Kesin hüküm, yargı yerince yasada gösterilen usullere uygun olarak verildikten sonra olağan kanun yollarından geçerek veya kanun yollarına başvurma süreleri geçirilmek suretiyle uyuşmazlığı nihai olarak sonuçlandıran kararlara yönelik olarak kullanılan ve anılan kararın kimse tarafından değiştirilemeyeceğini ifade eden hukuki bir terimdir.
Hukuk düzeninde istikrarı ve hukuk güvenliğini sağlama amacı taşıyan kesin hüküm, doktrinde de şekli ve maddi anlamda kesin hüküm olmak üzere iki başlıkta ele alınmaktadır. Şekli anlamda kesin hüküm, yargı yerince verilen karara karşı olağan kanun yollarına başvurulamayacağını ifade etmektedir.

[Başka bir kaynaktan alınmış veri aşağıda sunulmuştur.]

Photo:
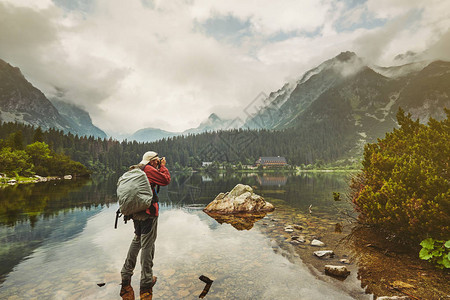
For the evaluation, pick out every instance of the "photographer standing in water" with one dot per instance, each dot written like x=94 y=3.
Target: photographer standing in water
x=145 y=227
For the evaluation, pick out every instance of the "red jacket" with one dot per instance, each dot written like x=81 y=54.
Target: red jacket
x=156 y=177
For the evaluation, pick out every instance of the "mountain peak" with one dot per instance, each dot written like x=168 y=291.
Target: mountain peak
x=346 y=56
x=213 y=117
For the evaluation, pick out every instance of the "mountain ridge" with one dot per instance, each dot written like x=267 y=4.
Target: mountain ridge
x=21 y=102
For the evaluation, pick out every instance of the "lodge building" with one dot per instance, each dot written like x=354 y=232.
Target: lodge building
x=276 y=161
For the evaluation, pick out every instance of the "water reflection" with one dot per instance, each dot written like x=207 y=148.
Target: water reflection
x=266 y=180
x=49 y=212
x=240 y=221
x=71 y=245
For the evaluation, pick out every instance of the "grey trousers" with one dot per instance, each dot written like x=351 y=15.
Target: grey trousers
x=143 y=241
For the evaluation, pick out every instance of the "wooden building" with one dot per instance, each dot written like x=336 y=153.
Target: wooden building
x=268 y=161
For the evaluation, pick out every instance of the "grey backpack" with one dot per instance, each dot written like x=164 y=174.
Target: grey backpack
x=134 y=193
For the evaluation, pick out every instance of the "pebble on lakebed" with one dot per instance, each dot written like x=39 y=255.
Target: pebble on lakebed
x=339 y=271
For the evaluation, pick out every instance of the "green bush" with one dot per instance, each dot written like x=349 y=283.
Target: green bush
x=436 y=251
x=404 y=186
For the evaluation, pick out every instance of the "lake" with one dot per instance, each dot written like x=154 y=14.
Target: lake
x=58 y=240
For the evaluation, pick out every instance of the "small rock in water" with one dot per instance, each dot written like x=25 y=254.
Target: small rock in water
x=317 y=243
x=339 y=271
x=401 y=284
x=324 y=253
x=300 y=239
x=393 y=298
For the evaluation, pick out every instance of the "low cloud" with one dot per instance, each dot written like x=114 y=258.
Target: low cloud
x=139 y=64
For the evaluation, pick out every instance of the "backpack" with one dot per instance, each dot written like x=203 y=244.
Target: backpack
x=134 y=194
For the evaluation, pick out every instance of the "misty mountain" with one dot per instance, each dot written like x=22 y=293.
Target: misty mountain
x=361 y=101
x=150 y=134
x=21 y=102
x=78 y=119
x=212 y=123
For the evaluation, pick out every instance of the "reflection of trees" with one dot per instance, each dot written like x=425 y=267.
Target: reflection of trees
x=47 y=199
x=191 y=189
x=54 y=211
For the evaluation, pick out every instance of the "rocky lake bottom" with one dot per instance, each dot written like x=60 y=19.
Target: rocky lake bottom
x=75 y=252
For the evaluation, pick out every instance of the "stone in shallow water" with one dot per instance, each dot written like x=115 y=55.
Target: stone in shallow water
x=324 y=253
x=317 y=243
x=393 y=298
x=339 y=271
x=240 y=199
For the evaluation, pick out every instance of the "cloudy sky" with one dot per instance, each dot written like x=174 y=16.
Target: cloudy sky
x=170 y=63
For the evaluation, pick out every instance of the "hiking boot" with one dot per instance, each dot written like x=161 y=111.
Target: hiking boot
x=146 y=292
x=127 y=292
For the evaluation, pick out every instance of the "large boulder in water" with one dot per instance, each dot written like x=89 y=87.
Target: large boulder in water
x=240 y=199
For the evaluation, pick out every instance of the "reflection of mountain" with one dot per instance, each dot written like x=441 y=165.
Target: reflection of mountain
x=52 y=211
x=267 y=180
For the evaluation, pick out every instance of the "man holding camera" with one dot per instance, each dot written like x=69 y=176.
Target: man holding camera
x=145 y=227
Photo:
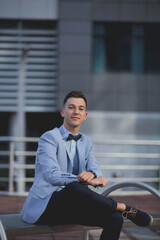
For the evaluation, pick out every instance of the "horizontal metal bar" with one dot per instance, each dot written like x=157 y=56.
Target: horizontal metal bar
x=142 y=179
x=4 y=153
x=127 y=155
x=131 y=167
x=25 y=153
x=127 y=142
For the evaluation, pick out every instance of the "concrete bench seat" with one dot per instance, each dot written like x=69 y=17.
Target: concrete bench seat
x=12 y=225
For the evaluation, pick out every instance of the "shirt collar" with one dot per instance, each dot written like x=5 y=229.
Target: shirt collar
x=65 y=132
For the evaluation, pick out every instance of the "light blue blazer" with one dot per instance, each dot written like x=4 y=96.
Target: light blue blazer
x=51 y=170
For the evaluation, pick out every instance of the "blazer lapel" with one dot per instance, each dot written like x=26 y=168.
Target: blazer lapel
x=81 y=153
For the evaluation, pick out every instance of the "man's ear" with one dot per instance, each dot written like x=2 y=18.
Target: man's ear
x=62 y=112
x=85 y=116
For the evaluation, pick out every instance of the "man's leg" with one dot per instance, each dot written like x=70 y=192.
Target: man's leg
x=77 y=204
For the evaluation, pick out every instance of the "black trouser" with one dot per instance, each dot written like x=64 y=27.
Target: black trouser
x=77 y=204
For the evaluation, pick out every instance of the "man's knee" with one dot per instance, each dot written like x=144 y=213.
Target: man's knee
x=117 y=218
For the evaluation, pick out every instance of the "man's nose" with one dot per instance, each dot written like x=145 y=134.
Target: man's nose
x=76 y=111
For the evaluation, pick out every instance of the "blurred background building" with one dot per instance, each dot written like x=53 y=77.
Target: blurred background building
x=109 y=49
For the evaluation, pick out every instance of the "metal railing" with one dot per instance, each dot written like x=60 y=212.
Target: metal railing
x=106 y=152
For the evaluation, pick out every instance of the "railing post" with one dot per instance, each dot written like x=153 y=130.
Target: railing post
x=11 y=166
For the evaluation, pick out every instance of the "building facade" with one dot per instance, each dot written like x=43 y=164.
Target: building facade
x=108 y=49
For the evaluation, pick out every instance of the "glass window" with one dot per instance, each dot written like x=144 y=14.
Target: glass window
x=126 y=47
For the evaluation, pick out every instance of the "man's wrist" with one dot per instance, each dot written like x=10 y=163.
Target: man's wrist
x=94 y=174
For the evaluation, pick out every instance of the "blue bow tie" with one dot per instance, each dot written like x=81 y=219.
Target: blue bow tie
x=73 y=137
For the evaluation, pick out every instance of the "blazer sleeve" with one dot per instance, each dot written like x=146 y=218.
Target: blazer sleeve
x=48 y=161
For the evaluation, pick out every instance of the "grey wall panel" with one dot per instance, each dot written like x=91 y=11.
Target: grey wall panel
x=75 y=9
x=75 y=43
x=75 y=26
x=138 y=10
x=103 y=99
x=74 y=62
x=30 y=9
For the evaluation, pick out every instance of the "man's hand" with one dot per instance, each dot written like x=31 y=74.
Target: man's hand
x=88 y=179
x=99 y=181
x=85 y=177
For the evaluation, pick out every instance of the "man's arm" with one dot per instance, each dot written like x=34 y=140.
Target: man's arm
x=88 y=178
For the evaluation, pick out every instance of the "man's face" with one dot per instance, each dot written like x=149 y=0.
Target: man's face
x=74 y=113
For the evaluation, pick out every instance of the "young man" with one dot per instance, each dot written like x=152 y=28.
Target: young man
x=65 y=166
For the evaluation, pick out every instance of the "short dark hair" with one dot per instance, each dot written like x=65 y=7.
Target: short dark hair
x=75 y=94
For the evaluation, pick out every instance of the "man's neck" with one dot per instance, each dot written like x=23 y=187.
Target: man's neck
x=72 y=130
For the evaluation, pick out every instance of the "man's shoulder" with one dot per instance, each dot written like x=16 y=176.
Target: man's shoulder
x=86 y=137
x=51 y=133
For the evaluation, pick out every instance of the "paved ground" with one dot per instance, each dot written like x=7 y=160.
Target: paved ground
x=146 y=202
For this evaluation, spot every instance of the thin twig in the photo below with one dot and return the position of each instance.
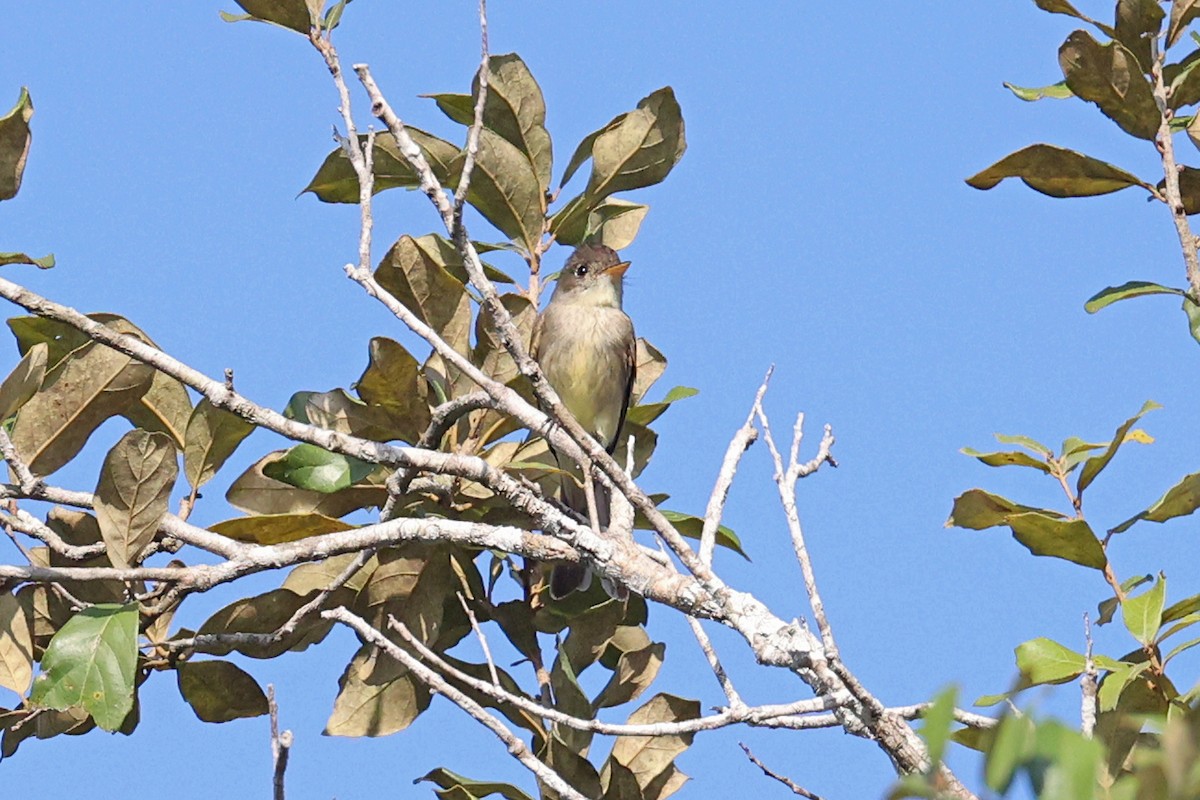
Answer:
(439, 685)
(483, 639)
(741, 441)
(714, 663)
(1171, 174)
(1089, 685)
(769, 773)
(281, 745)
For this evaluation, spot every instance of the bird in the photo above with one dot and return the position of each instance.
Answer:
(585, 343)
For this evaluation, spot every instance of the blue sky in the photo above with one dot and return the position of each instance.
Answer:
(819, 222)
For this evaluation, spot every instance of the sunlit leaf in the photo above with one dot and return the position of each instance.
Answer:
(15, 138)
(16, 645)
(23, 382)
(1045, 661)
(41, 262)
(89, 386)
(1182, 13)
(90, 665)
(649, 756)
(211, 437)
(1110, 77)
(1143, 613)
(978, 510)
(255, 492)
(1007, 458)
(1093, 465)
(268, 613)
(366, 709)
(456, 787)
(293, 14)
(1132, 289)
(165, 408)
(1029, 94)
(505, 190)
(393, 382)
(1057, 172)
(220, 691)
(276, 529)
(1071, 540)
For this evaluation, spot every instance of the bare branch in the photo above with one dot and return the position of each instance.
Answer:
(1171, 170)
(281, 745)
(439, 685)
(742, 440)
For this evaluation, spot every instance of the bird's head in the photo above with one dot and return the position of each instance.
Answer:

Dolayısıyla söz konusu terim ile görülmekte olan davanın şeklen sona ermesi kastedilmektedir.
Maddi anlamda kesin hüküm ise; uyuşmazlığın esasını çözen nihai yargı kararlarının, kimse tarafından değiştirilememesini ve daha sonra açılan dava bakımından bağlayıcı olmasını, diğer bir anlatımla taraflar arasındaki uyuşmazlığın bir daha dava konusu yapılamamasını ifade etmektedir. Buna göre, bir kararın maddi anlamda kesin hüküm niteliği taşıması halinde tarafları, sebebi ve konusu aynı olan yeni bir dava açılması hukuken mümkün bulunmamaktadır.
Olayımızda öncelikle, sebebi ve konusu aynı olmakla birlikte tarafları farklı bir uyuşmazlık bahis konusudur.

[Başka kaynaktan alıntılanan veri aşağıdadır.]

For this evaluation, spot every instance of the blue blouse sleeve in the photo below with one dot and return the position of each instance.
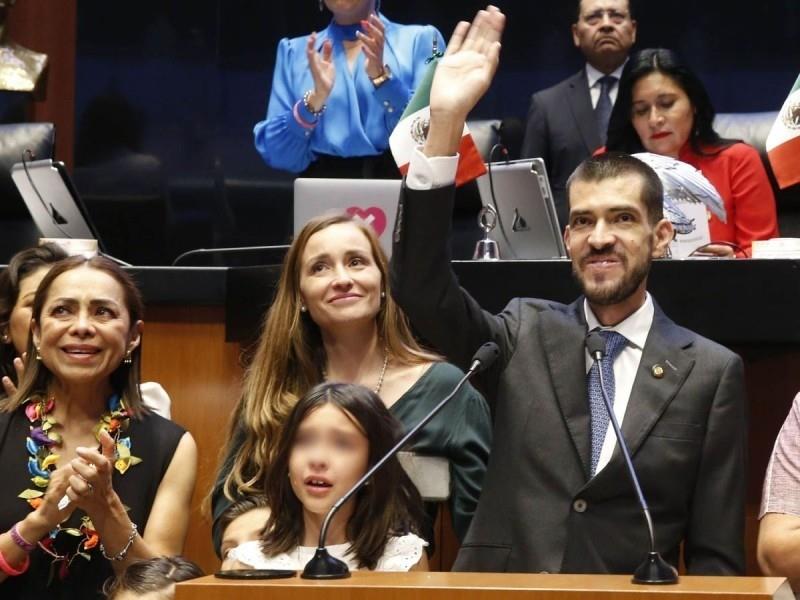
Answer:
(395, 94)
(280, 140)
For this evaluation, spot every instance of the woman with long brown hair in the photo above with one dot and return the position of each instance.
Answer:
(334, 319)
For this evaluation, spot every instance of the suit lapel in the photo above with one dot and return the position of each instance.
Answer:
(563, 343)
(666, 348)
(580, 104)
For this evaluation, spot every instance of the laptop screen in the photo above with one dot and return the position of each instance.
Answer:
(374, 201)
(527, 226)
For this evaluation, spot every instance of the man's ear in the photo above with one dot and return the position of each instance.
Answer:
(663, 234)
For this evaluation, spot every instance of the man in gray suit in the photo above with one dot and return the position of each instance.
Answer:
(567, 122)
(557, 496)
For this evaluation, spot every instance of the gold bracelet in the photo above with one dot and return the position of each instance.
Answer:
(122, 553)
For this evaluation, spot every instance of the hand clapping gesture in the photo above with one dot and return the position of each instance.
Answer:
(322, 70)
(372, 42)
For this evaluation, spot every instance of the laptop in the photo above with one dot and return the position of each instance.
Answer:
(527, 226)
(374, 201)
(53, 202)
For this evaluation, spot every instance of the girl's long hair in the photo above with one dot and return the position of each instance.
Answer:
(289, 358)
(622, 136)
(388, 505)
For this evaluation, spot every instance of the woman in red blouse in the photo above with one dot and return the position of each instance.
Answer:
(662, 107)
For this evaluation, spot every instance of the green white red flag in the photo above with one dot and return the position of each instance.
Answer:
(412, 130)
(783, 141)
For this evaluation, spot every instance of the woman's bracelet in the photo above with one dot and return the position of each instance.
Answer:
(309, 108)
(122, 553)
(11, 571)
(300, 120)
(20, 541)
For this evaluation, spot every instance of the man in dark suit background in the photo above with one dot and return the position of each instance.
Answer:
(567, 122)
(557, 496)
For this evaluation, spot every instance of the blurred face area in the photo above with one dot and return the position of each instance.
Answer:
(329, 454)
(347, 12)
(611, 241)
(604, 33)
(19, 324)
(244, 528)
(340, 282)
(84, 330)
(663, 115)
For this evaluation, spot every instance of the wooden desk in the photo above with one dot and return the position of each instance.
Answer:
(483, 586)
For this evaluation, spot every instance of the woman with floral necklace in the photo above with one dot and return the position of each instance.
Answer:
(338, 94)
(94, 480)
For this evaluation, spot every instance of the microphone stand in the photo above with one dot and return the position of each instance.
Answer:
(324, 566)
(654, 569)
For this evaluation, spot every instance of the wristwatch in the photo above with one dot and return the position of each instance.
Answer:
(385, 76)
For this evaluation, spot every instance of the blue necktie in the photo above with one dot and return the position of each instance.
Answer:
(602, 111)
(615, 342)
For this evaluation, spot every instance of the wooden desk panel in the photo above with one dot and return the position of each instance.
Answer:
(184, 350)
(483, 586)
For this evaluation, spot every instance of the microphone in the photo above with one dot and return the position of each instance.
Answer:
(324, 566)
(654, 569)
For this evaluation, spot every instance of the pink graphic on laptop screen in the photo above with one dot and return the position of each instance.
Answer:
(371, 215)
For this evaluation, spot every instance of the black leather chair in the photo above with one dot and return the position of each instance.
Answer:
(17, 230)
(754, 128)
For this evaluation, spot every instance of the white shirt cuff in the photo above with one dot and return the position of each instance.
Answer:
(427, 173)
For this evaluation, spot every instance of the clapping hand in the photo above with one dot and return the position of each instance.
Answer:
(372, 42)
(322, 70)
(90, 486)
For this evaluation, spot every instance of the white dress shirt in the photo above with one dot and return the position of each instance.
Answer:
(593, 79)
(635, 328)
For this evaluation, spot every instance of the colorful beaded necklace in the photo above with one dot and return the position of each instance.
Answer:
(42, 460)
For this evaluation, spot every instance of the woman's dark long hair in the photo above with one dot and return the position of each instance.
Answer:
(389, 505)
(621, 134)
(21, 265)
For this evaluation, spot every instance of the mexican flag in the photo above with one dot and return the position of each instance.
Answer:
(783, 141)
(412, 130)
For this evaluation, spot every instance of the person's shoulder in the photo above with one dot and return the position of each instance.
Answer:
(559, 89)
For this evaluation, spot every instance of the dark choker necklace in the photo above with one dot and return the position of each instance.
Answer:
(345, 32)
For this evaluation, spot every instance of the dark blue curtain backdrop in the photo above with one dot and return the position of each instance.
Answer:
(180, 83)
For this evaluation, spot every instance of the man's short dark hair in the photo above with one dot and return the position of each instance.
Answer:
(578, 10)
(612, 165)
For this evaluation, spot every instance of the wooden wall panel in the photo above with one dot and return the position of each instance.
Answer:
(185, 351)
(50, 26)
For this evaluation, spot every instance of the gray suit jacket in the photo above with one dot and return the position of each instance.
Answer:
(539, 510)
(561, 128)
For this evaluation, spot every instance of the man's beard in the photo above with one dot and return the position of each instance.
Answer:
(607, 293)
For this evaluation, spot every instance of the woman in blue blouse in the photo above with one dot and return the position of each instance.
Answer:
(338, 94)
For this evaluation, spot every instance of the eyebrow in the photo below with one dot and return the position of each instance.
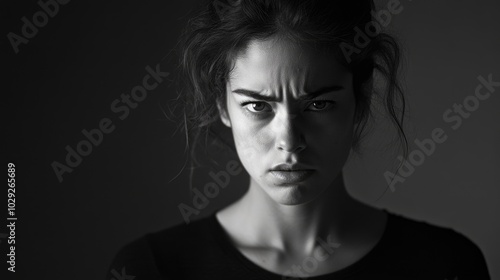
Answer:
(309, 96)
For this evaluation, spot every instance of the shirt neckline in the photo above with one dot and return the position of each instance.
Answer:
(225, 242)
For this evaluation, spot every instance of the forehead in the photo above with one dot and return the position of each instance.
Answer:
(278, 63)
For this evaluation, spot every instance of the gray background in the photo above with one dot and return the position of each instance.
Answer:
(66, 77)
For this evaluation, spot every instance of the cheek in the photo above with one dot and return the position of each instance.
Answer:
(251, 142)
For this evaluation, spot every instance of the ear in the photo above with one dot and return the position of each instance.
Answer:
(224, 116)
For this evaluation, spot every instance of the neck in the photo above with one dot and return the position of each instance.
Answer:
(296, 228)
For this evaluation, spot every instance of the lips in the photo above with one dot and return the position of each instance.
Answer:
(290, 173)
(291, 177)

Ayrıca bu davada karar vermeye yer olmadığı kararı verilmesine gerekçe olarak alınan E:… sayılı dosyada verilen iptal kararı, yukarıda izah edildiği üzere ne şeklen ne de maddi olarak kesinleşmiştir.

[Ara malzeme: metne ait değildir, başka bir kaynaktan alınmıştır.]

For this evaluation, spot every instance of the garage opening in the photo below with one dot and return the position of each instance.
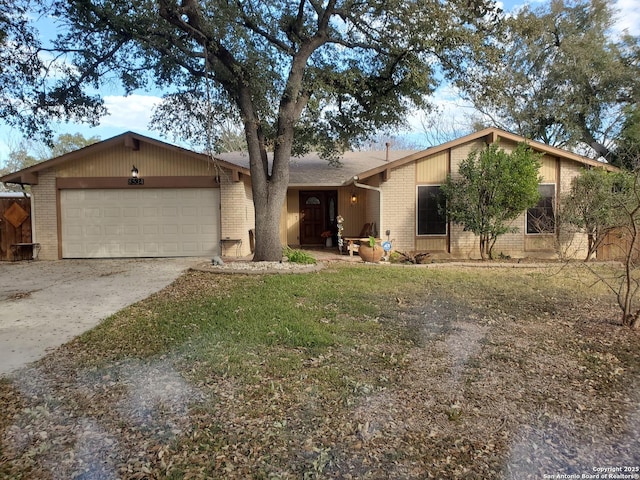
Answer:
(153, 222)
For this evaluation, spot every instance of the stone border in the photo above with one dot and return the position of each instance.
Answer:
(259, 268)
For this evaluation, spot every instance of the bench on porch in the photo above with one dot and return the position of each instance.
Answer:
(353, 243)
(21, 247)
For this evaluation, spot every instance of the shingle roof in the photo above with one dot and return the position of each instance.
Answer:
(313, 170)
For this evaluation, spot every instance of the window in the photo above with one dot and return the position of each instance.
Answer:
(541, 218)
(430, 219)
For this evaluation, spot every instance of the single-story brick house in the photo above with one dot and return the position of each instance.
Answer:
(88, 204)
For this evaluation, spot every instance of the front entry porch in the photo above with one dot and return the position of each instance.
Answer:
(318, 212)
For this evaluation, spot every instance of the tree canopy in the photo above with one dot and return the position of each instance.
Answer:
(492, 188)
(26, 154)
(563, 78)
(596, 204)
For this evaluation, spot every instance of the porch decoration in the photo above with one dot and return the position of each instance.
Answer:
(327, 235)
(370, 252)
(340, 227)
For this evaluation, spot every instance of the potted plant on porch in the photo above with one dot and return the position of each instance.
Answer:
(370, 252)
(327, 236)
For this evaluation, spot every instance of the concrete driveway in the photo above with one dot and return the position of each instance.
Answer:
(45, 304)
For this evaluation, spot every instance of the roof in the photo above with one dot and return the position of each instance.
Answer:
(311, 169)
(490, 135)
(130, 139)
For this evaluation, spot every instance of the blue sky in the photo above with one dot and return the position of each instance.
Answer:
(133, 112)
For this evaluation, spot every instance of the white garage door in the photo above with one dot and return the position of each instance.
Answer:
(167, 222)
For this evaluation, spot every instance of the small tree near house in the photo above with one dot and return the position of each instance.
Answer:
(493, 188)
(618, 197)
(592, 206)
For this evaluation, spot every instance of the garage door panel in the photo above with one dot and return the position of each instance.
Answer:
(161, 222)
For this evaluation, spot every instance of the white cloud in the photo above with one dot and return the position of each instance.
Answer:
(628, 16)
(132, 112)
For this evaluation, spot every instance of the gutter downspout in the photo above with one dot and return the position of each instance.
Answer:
(354, 182)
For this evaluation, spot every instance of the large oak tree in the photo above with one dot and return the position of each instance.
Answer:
(297, 75)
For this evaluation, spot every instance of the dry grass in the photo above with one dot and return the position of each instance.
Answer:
(402, 373)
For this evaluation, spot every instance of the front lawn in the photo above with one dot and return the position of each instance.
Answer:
(352, 372)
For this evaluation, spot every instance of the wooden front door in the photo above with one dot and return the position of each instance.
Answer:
(317, 214)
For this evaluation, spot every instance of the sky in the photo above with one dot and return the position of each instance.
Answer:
(132, 113)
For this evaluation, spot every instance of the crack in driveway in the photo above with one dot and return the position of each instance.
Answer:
(44, 304)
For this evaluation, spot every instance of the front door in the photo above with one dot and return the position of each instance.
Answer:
(317, 215)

Öte yandan, gerek yargısal içtihatlarda, gerekse doktrinde, iptal kararlarının, işlemin hukuka aykırı olduğunu ortaya koymak suretiyle işlemi hukuken ortadan kaldırdığından; daha önce verilen ve kesinleşen iptal kararının, işlemle ilişkisi bulunan kişilerin, aynı işlemin iptali istemiyle açacakları davalarda kesin hüküm etkisini gösterdiği kabul edilmektedir.
Ancak önceki dosyada verilen iptal kararının henüz kesin hüküm halini almamış olması durumunda anılan kararın bağlayıcılığından söz etmek mümkün değildir. Örneğimizde sözüedilen … esas sayılı dosyada verilen kararın temyiz edilmesi ve temyiz incelemesi neticesinde bozulması durumunda yada davacı tarafından davadan feragat edilmesi durumunda ortaya çıkacak durum anılan karara bağlı olarak verilen karar vermeye yer olmadığına dair kararı dayanaksız ve anlamsız hale getirecektir.
Tarafların iradesine bağlı olarak kullanılan yada kullanılmayan kanun yolları nedeniyle sonucun bir dosyada değişip diğerinde değişmemesinin yaratacağı hukuki sakıncalar gözetilerek iş bu dosyada da dava konusu 4. sınıf emniyet müdürlüğünden 3. sınıf emniyet müdürlüğüne yapılan terfi işlemlerinin iptali isteminin esası hakkında bir karar verilmesi gerektiği görüşüyle Dairenin karar vermeye yer olamadığına dair kararına katılmıyorum.
Diğer taraftan, idari yargı denetiminin amacının “hukuka uygunluk” olduğu ve bu denetimin de dava konusu işlemin kurulduğu tarih itibarıyla gerçekleştirilmesi gerektiği İdare hukukunun ve idari yargının bilinen en temel ilkeleridir. Bu nedenle, 10/05/2015 günlü, 29351 sayılı Resmi Gazete’de yayımlanarak yürürlüğe giren Emniyet Hizmetleri Sınıfı Personeli Rütbe Terfileri ve Değerlendirme Kurullarının Çalışma Usul ve Esaslarına İlişkin Yönetmelik’in 29. maddesinin 1. fıkrasının 2. cümlesinde yer alan “sözlü sınavda en az elli puan almış olmak kaydıyla” ibaresinin hukuka uygunluğunun denetlenerek bir karar verilmesi gerekmekte iken, dava konusu edilen düzenlemenin daha sonra yürürlüğe giren Yönetmelik maddesiyle kaldırılması nedeniyle anılan düzenleme bakımından davanın konusuz kaldığından bahisle karar verilmesine yer olmadığına yönelik olarak verilen kararın bu kısmına katılmıyorum.